青騒のフォトグラフ Vol.2 ―夜嵐の不良狩り―


とはいえ、神出鬼没な奴等をどう偵察するか見当も付かないから、取り敢えず何手かに分かれて近所を徘徊するってことになった。

徘徊している間に情報が入手できたら儲けものだろう。

仲間がバイク、徒歩で偵察を始める中、俺は愛チャリを漕いで、四つ角近場の路地裏に入る。

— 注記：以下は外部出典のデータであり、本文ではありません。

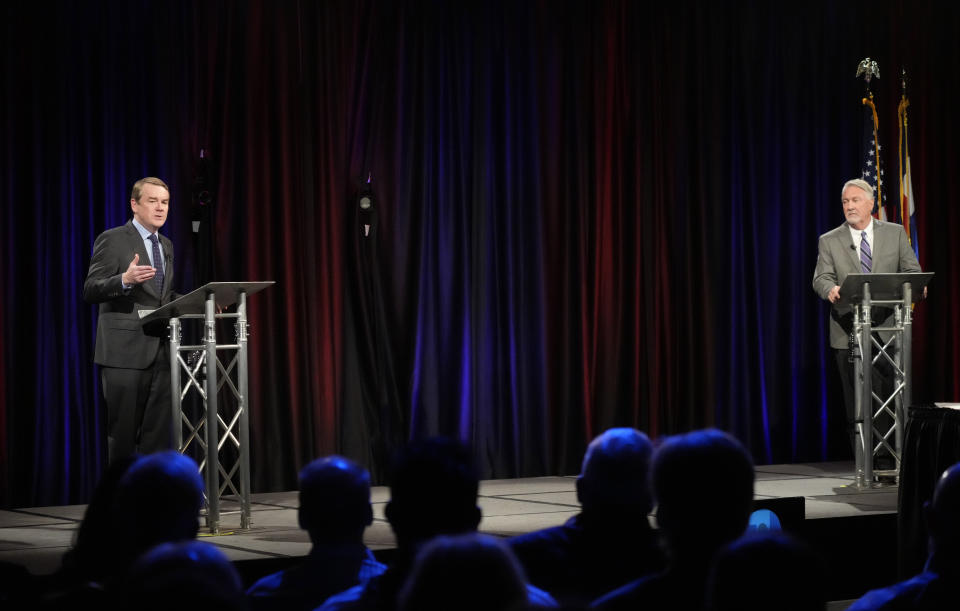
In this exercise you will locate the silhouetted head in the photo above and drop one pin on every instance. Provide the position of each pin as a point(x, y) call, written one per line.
point(91, 557)
point(703, 486)
point(334, 500)
point(763, 571)
point(942, 520)
point(433, 491)
point(466, 572)
point(182, 575)
point(158, 500)
point(614, 479)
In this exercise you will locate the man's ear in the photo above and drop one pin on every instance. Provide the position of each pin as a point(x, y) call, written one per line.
point(390, 512)
point(302, 520)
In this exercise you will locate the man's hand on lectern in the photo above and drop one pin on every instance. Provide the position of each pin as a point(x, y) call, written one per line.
point(834, 295)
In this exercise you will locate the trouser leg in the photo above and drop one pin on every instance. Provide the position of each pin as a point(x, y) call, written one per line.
point(155, 433)
point(122, 389)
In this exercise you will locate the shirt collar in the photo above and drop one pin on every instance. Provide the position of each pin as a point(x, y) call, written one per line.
point(144, 234)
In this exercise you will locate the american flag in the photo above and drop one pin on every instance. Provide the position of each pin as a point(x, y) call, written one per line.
point(872, 169)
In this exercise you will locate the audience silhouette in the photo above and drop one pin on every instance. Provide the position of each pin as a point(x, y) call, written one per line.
point(766, 570)
point(610, 542)
point(470, 572)
point(433, 491)
point(158, 500)
point(185, 575)
point(136, 547)
point(703, 487)
point(334, 510)
point(936, 588)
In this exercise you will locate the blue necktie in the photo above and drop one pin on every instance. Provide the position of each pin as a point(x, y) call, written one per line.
point(866, 257)
point(158, 263)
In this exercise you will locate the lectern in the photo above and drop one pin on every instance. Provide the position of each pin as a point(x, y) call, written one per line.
point(863, 292)
point(205, 372)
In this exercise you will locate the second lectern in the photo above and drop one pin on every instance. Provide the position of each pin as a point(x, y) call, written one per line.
point(200, 368)
point(863, 293)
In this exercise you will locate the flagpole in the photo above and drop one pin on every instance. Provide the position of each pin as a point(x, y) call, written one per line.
point(903, 146)
point(870, 69)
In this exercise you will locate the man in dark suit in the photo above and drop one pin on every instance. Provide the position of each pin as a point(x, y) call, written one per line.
point(862, 244)
point(131, 269)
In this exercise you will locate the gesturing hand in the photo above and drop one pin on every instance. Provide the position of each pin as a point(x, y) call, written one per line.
point(137, 274)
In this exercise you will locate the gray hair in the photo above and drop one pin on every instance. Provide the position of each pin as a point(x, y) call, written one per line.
point(860, 184)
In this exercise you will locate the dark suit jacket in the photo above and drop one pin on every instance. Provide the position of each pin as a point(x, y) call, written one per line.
point(121, 340)
point(837, 258)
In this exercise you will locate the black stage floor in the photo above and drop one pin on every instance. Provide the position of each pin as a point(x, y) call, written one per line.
point(846, 525)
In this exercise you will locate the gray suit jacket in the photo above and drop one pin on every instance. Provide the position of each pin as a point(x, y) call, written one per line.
point(121, 340)
point(837, 257)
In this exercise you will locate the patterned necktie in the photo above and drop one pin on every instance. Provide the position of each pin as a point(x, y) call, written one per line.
point(866, 257)
point(158, 263)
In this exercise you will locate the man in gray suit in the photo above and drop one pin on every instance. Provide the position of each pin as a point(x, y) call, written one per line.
point(132, 269)
point(862, 244)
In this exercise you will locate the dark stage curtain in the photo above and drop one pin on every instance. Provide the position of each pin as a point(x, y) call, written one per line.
point(588, 214)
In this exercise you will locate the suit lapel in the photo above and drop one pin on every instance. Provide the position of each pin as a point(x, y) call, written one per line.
point(850, 247)
point(141, 249)
point(167, 264)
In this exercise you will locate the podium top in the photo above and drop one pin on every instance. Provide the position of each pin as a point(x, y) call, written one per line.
point(225, 294)
point(885, 287)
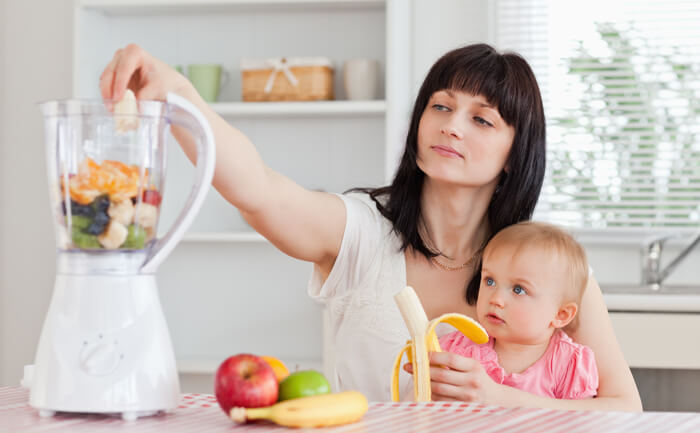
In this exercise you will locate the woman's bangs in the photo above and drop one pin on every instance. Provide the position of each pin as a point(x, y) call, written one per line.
point(487, 78)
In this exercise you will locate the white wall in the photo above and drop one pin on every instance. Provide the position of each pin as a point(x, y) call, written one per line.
point(36, 59)
point(442, 26)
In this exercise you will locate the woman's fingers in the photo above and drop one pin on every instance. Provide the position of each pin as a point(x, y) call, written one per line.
point(107, 77)
point(131, 60)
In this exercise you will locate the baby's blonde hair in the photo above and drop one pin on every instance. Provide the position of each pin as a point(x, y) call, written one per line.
point(555, 241)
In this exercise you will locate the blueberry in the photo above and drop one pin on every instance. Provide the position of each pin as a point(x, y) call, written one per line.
point(98, 223)
point(101, 203)
point(80, 209)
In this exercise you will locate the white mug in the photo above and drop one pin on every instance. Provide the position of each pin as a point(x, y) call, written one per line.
point(361, 79)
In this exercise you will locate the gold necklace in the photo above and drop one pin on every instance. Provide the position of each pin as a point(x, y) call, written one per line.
point(456, 268)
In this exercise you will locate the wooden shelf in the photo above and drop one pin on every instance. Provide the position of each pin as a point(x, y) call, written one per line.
point(242, 236)
point(149, 7)
point(300, 109)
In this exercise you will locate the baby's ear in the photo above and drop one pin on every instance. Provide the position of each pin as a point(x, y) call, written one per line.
point(565, 315)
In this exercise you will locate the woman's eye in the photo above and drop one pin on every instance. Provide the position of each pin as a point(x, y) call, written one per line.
point(482, 121)
point(518, 290)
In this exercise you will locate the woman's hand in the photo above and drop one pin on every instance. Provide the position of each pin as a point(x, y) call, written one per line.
point(146, 76)
point(464, 379)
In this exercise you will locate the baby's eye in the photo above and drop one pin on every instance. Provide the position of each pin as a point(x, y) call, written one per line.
point(482, 121)
point(518, 290)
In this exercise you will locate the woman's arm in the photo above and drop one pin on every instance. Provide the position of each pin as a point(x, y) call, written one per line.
point(304, 224)
point(466, 379)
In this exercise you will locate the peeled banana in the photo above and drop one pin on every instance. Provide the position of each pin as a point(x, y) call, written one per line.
point(424, 340)
point(323, 410)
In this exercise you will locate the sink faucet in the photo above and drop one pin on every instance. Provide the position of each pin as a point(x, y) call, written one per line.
point(652, 275)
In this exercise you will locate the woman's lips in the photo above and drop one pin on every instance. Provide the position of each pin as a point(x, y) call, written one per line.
point(447, 151)
point(494, 319)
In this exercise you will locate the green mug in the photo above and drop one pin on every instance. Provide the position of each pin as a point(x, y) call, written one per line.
point(206, 79)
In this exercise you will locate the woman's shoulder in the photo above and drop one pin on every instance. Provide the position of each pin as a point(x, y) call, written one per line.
point(362, 210)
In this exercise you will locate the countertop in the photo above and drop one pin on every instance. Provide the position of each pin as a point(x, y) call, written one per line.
point(200, 413)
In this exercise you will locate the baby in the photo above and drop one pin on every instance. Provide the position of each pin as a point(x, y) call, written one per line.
point(532, 278)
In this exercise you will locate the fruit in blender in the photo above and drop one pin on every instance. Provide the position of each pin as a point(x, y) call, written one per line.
point(122, 211)
point(114, 236)
point(303, 384)
point(84, 240)
point(135, 238)
point(245, 380)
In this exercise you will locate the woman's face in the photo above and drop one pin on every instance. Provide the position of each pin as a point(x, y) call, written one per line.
point(463, 140)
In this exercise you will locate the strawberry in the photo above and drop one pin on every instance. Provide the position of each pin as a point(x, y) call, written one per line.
point(151, 196)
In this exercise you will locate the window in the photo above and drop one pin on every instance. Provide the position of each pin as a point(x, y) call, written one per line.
point(621, 88)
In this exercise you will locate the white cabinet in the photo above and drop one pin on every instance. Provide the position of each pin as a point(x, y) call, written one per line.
point(225, 289)
point(658, 340)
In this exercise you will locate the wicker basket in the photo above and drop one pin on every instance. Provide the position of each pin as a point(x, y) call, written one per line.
point(287, 79)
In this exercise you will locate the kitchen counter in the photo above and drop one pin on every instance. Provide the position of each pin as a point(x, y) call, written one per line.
point(672, 299)
point(200, 412)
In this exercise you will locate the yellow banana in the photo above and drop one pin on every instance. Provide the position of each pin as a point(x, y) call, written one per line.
point(315, 411)
point(424, 340)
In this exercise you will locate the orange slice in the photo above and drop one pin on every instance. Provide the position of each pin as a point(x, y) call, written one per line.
point(278, 367)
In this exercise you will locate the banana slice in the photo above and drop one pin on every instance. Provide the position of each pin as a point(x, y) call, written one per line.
point(126, 113)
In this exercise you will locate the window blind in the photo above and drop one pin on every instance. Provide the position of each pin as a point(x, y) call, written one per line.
point(621, 88)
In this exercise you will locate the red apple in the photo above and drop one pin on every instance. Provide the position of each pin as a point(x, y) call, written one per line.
point(245, 380)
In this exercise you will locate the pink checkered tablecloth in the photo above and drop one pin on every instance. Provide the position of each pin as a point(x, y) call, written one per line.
point(200, 413)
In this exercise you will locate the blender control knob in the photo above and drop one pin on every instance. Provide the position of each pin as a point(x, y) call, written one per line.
point(99, 358)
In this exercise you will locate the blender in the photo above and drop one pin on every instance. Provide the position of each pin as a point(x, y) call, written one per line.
point(105, 346)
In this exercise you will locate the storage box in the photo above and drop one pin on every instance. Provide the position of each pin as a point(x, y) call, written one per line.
point(287, 79)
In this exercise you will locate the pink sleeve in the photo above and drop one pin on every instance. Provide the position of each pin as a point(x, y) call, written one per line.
point(580, 378)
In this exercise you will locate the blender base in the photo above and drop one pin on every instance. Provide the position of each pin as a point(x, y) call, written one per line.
point(105, 348)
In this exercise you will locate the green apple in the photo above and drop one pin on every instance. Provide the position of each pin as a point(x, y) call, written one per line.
point(303, 384)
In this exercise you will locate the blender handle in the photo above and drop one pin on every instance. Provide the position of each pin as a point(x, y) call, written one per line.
point(206, 159)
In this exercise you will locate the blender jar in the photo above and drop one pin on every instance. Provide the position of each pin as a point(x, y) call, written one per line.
point(106, 184)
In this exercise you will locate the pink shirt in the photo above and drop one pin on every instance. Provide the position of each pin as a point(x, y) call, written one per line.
point(567, 370)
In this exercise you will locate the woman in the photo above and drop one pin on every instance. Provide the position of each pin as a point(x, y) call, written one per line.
point(473, 164)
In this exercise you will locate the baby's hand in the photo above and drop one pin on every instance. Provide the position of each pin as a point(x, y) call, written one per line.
point(457, 378)
point(149, 78)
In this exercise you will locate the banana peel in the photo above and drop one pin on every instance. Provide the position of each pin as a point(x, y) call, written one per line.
point(424, 340)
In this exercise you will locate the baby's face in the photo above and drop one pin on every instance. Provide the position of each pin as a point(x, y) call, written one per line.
point(520, 294)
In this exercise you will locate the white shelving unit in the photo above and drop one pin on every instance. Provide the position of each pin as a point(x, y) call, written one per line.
point(226, 289)
point(301, 109)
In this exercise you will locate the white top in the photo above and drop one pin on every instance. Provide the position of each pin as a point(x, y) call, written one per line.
point(366, 327)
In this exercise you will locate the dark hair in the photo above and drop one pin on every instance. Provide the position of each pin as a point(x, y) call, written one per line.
point(507, 82)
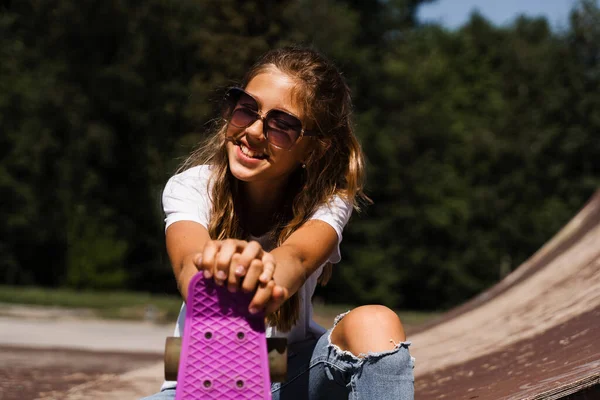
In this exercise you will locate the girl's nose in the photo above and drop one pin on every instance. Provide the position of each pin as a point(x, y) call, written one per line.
point(256, 130)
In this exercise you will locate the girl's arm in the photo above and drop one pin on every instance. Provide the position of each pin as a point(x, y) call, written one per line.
point(309, 247)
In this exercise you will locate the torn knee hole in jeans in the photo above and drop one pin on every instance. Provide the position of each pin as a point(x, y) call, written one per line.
point(362, 357)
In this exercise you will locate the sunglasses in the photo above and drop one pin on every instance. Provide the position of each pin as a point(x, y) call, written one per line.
point(281, 129)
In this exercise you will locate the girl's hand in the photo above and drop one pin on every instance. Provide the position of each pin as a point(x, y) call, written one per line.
point(243, 265)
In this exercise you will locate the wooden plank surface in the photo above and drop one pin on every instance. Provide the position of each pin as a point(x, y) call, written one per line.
point(535, 335)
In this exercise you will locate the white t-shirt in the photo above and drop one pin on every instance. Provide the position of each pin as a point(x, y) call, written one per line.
point(186, 197)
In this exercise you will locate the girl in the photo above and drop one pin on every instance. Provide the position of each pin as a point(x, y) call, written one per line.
point(262, 205)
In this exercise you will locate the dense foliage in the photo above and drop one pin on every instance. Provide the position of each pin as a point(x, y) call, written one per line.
point(482, 142)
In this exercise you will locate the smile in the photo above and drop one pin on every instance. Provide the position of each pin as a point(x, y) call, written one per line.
point(252, 154)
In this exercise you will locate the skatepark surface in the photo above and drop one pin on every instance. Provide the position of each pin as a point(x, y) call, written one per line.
point(532, 336)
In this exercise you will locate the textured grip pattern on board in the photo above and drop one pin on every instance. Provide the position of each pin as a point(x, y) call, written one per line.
point(224, 353)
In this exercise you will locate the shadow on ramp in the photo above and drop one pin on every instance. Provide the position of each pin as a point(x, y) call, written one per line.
point(535, 335)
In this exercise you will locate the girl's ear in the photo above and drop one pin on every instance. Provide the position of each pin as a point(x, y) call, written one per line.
point(317, 151)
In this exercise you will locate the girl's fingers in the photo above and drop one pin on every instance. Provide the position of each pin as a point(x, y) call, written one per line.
point(261, 297)
point(208, 258)
point(234, 279)
point(251, 279)
point(251, 251)
point(223, 259)
point(268, 267)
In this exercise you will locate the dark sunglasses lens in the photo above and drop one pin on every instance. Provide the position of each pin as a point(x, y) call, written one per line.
point(242, 117)
point(234, 99)
point(283, 129)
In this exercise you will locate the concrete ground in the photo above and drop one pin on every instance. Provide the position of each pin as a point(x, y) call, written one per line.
point(58, 354)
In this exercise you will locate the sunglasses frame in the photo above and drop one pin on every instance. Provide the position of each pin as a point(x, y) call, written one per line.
point(229, 109)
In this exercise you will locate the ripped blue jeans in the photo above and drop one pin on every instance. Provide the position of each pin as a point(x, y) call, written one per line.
point(318, 369)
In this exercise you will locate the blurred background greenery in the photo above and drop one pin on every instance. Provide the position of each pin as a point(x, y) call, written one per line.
point(482, 141)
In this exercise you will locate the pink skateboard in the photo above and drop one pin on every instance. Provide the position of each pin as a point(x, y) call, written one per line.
point(224, 352)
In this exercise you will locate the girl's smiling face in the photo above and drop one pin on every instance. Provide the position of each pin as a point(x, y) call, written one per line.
point(251, 158)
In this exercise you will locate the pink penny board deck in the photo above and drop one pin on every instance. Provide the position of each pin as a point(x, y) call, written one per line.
point(224, 349)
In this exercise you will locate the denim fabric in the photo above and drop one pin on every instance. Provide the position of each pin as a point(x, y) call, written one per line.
point(319, 370)
point(167, 394)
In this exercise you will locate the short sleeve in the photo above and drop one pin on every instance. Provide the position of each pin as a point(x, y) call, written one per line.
point(336, 213)
point(186, 197)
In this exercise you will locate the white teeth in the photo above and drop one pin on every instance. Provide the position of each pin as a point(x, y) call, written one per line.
point(251, 153)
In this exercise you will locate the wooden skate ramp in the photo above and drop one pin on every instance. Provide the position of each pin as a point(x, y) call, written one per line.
point(535, 335)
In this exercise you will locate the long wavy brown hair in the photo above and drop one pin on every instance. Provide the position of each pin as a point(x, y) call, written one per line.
point(335, 166)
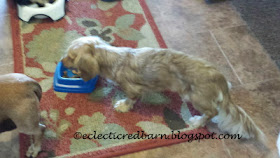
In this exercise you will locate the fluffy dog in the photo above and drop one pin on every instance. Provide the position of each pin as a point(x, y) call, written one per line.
point(140, 70)
point(19, 101)
point(40, 3)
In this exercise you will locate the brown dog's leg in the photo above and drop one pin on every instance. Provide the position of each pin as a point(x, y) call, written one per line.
point(27, 122)
point(205, 107)
point(133, 92)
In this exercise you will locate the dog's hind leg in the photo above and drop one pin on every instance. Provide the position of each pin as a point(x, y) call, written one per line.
point(133, 92)
point(205, 107)
point(27, 121)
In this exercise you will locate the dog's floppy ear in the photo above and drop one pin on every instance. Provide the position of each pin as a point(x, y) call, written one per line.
point(86, 63)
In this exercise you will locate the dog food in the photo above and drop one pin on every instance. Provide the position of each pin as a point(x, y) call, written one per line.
point(74, 74)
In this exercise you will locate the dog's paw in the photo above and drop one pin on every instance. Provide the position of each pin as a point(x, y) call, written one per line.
point(33, 151)
point(215, 119)
point(121, 106)
point(196, 121)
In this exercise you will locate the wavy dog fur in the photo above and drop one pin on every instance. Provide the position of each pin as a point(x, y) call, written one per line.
point(19, 101)
point(140, 70)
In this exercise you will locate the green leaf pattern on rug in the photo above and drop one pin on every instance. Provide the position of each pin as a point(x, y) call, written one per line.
point(49, 133)
point(155, 98)
point(54, 114)
point(51, 120)
point(46, 84)
point(60, 95)
point(52, 43)
point(63, 126)
point(118, 96)
point(81, 145)
point(154, 128)
point(124, 31)
point(94, 28)
point(69, 111)
point(105, 5)
point(96, 123)
point(185, 113)
point(34, 72)
point(150, 38)
point(100, 93)
point(132, 6)
point(125, 21)
point(49, 66)
point(28, 27)
point(114, 128)
point(173, 120)
point(91, 124)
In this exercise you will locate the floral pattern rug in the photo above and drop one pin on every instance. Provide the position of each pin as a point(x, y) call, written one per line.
point(40, 44)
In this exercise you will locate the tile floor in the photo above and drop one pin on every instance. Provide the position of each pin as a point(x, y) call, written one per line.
point(216, 33)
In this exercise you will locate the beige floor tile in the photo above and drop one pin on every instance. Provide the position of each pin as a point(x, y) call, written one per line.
point(245, 53)
point(261, 101)
point(6, 68)
point(6, 49)
point(202, 149)
point(193, 16)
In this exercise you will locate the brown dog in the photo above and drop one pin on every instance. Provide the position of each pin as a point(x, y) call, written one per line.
point(140, 70)
point(19, 101)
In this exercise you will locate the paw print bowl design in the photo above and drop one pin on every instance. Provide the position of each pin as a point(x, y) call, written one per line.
point(71, 85)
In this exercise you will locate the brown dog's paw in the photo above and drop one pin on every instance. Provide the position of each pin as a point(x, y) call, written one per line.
point(121, 106)
point(33, 151)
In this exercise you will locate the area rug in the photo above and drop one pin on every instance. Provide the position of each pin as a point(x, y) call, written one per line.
point(75, 121)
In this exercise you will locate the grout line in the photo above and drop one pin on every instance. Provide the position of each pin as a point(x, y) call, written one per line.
point(226, 149)
point(263, 81)
point(11, 63)
point(213, 36)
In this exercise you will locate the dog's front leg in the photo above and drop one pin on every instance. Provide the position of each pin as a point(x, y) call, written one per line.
point(133, 92)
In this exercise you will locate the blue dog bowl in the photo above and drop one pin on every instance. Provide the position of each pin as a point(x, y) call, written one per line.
point(71, 85)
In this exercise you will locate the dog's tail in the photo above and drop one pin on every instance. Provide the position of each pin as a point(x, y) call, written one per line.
point(234, 120)
point(36, 88)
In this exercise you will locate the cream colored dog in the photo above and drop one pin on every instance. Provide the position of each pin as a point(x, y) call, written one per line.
point(19, 101)
point(140, 70)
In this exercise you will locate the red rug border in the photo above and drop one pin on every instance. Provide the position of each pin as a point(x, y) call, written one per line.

生臭いような湿気たような臭いが立ち込める路地裏は、ジメジメとした空間そのもの。

入ってすぐチャリを止めた俺はグルッと視界を見渡し、眉根を寄せた。
んー、此処らへんは無理か。


「ケイ。焦らすなっつーの」


ヨウに呼ばれて、俺は振り返る。

説明を求めてくるリーダーの顔にごめんごめんと苦笑いを零して、ペダルに足を掛けた。

シャーシャーっと音を奏でながら前進し始めるチャリ、乗組員の俺は同乗しているヨウに「ちょい見てみたくなってさ」と話を切り出す。
 

「楠本が現れたって場所をさ、この目で見たくなって同行させてもらったんだ」

「それだけか? 大したことなのか、それ」

「んー、大したことないかもしれないし、大したことあるかもしれない」


「なんだそりゃ?」詳しい説明を求めてくるリーダーに、

「ちょい俺に考える時間をくれ」もしかしたら間違ってるかもしれないし、ハンドルを右に切って路地裏から大通りに飛び出す。


「わーったよ。リョーカイだ」


テメェに任せた。
そう言ってくれる舎兄。さすがはリーダー、俺に考える猶予をくれた。

こうやってジミニャーノな俺にも信用を置いてくれるんだから、器が広い。頼りになるぜ。
 

偵察をしつつ、俺はチャリを楠本の出現場所に向けた。

 
楠本の出現場所は主に路地裏や裏道、空き地。奇襲場所も以下同文。

奴は人気の無い場所に出現しやすいようだ。

人目を避けたいから閑寂な場所を選んでいるんだろう。
ヨウはそう意見を零していたけど、俺は土地土地を回って抱いていた可能性を膨張させていた。
 

一時間ほどの徘徊の末、俺達は収穫もないまま浅倉チームのたむろ場に帰還。

他組と合流して、収穫を確かめ合った。